First, we’ll use the lxml library to read the PCML into a Python object which we can manipulate. Copy the following code into your python terminal to read the PCML file into memory. You may have to press Shift+Enter, or Enter twice to get the commands to actually execute.

1 from lxml import etree

3 pcml_recipe_file = './01_Setup_Intro/data/3a_recipe.pcml'

4 pcml_obj = etree.parse(pcml_recipe_file)

We can now search over the PCML, looking for certain tags and patterns. To demonstrate this, let’s see which chemicals were used in the recipe by using Python to trawl the XML for us.

1 chem_elem = pcml_obj.find(".//chemicals")

2 for c in chem_elem:

3     print("Chemical: {}".format(c[0].text))

Output:

1 Chemical: 1-Naphthoyl chloride

2 Chemical: N-(4-methylbenzenesulfonyl)naphthalene-1-carbohydrazide

3 Chemical: 4-dimethylaminopyridine

4 ...

5 Chemical: dichloromethane

6 Chemical: hexane

7 Chemical: 1,3,5-trimethoxybenzene

What if we’re particularly concerned about certain safety codes being present? Let’s look for “H318”, which indicates there is a risk of serious eye damage if exposure occurs.

1 import itertools

2

3 code_to_search = "H318"

4 has_code = len(pcml_obj.xpath('.//safetycode/code[text()="{}"]'.format(code_to_search))) > 0

5 print("{} {} code associated with recipe chemicals".format("Found" if has_code else "Did not find", code_to_search))

Output:

1 Found H318 code associated with recipe chemicals

Now pull out all the unique safety codes present in the recipe.

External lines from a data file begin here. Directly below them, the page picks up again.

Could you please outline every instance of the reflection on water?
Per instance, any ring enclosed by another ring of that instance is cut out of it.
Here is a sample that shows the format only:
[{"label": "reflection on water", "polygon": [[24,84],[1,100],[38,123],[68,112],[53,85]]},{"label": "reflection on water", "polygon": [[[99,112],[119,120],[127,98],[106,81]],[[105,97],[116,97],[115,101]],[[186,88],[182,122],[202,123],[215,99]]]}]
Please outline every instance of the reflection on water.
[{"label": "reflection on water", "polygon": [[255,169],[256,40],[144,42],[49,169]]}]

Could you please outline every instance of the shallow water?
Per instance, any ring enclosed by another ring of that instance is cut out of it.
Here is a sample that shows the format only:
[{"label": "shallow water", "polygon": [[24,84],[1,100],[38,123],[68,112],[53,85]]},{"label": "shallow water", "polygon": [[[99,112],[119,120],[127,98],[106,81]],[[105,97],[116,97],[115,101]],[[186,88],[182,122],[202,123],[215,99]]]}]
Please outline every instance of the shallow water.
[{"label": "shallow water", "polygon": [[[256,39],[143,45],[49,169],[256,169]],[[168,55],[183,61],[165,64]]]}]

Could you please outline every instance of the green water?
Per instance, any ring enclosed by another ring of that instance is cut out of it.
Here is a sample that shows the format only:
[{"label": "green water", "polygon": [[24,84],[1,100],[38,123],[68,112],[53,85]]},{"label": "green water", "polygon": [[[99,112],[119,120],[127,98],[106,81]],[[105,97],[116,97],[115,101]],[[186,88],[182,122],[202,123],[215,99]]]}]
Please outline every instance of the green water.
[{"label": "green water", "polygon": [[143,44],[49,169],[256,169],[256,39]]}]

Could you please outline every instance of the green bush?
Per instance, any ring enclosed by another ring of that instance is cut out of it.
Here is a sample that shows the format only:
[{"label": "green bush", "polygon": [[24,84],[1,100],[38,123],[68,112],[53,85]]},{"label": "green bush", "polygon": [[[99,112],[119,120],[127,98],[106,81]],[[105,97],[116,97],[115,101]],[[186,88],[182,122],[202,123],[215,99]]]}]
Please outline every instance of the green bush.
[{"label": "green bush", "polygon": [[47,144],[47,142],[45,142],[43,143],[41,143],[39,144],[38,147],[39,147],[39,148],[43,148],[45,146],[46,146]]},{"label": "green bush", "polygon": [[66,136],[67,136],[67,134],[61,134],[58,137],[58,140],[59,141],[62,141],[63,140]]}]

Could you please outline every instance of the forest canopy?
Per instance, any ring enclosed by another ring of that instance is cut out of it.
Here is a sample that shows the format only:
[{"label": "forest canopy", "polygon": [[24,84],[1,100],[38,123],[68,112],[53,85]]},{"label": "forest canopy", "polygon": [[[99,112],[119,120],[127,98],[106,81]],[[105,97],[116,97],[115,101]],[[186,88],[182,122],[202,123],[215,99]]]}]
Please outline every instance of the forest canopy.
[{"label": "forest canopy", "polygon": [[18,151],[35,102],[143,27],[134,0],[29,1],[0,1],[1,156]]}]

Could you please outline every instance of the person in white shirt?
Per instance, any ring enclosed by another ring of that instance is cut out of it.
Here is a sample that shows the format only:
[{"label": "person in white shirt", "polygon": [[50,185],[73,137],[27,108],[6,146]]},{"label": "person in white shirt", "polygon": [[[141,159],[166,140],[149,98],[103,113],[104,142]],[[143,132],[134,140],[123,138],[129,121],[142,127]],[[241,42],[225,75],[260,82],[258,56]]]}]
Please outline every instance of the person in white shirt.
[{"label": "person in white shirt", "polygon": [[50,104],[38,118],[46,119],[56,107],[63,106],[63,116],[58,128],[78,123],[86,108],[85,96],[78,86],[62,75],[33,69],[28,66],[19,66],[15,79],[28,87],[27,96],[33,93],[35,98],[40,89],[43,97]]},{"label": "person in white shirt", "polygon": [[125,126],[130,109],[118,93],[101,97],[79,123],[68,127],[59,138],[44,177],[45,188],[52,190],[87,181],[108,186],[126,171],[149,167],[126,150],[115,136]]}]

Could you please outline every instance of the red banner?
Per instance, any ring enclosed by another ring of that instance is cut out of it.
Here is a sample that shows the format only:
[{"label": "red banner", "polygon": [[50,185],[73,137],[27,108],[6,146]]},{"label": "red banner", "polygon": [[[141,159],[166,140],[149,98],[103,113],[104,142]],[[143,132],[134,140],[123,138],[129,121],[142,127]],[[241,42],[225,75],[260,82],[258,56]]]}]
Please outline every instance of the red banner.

1 safety_elem = pcml_obj.findall(".//safetycode/code")

2 all_s_codes = [s.text for s in safety_elem]

3

4 uniq_s_codes = set(itertools.chain.from_iterable([x.split(" + ") for x in all_s_codes]))

5 print("Found the following unique safety codes:", sorted(uniq_s_codes))

Output:

1 Found the following unique safety codes: ['H-N/A', 'H-Unknown', 'H225', 'H242', 'H301', 'H302', 'H304', 'H310', 'H311', 'H314', 'H315', 'H318', 'H319', 'H331', 'H335', 'H336', 'H351', 'H361d', 'H373', 'H411', 'H412', 'P-Unknown', 'P201', 'P210', 'P261', 'P264', 'P273', 'P280', 'P301', 'P302', 'P303', 'P304', 'P305', 'P308', 'P310', 'P312', 'P313', 'P330', 'P331', 'P337', 'P338', 'P340', 'P351', 'P352', 'P353', 'P361', 'P370', 'P378', 'R-N/A', 'R-Unknown', 'S-N/A', 'S-Unknown']

The role of a chemical in a reaction is crucial. Let’s list off the counts of the various roles the chemicals in our PCML correspond to.

1 from collections import Counter

2 import pprint

3

4 role_elems = pcml_obj.xpath('.//chemicals/chemical')

5 role_counts = Counter([r.get("role", None) for r in role_elems])

6

7 pp = pprint.PrettyPrinter()

8 pp.pprint(role_counts)

Output:

1 Counter({'reagent': 4,

2         'solvent': 3,

3         'washing-solution': 3,

4         'starting-material': 1,

5         'product': 1,

6         'quenching-solution': 1,

7         'drying-agent': 1})

To wrap things up, let’s count how many operations are in each step of the recipe and then enumerate all of the operations in the Synthesis step. An operation typically corresponds to a physical action performed by the chemist which could have an impact on the recorded sensor data. The time at which the operation was performed at runtime then provides context on what is observed in the sensor data (as can be seen on the public version of DigitalGlassware).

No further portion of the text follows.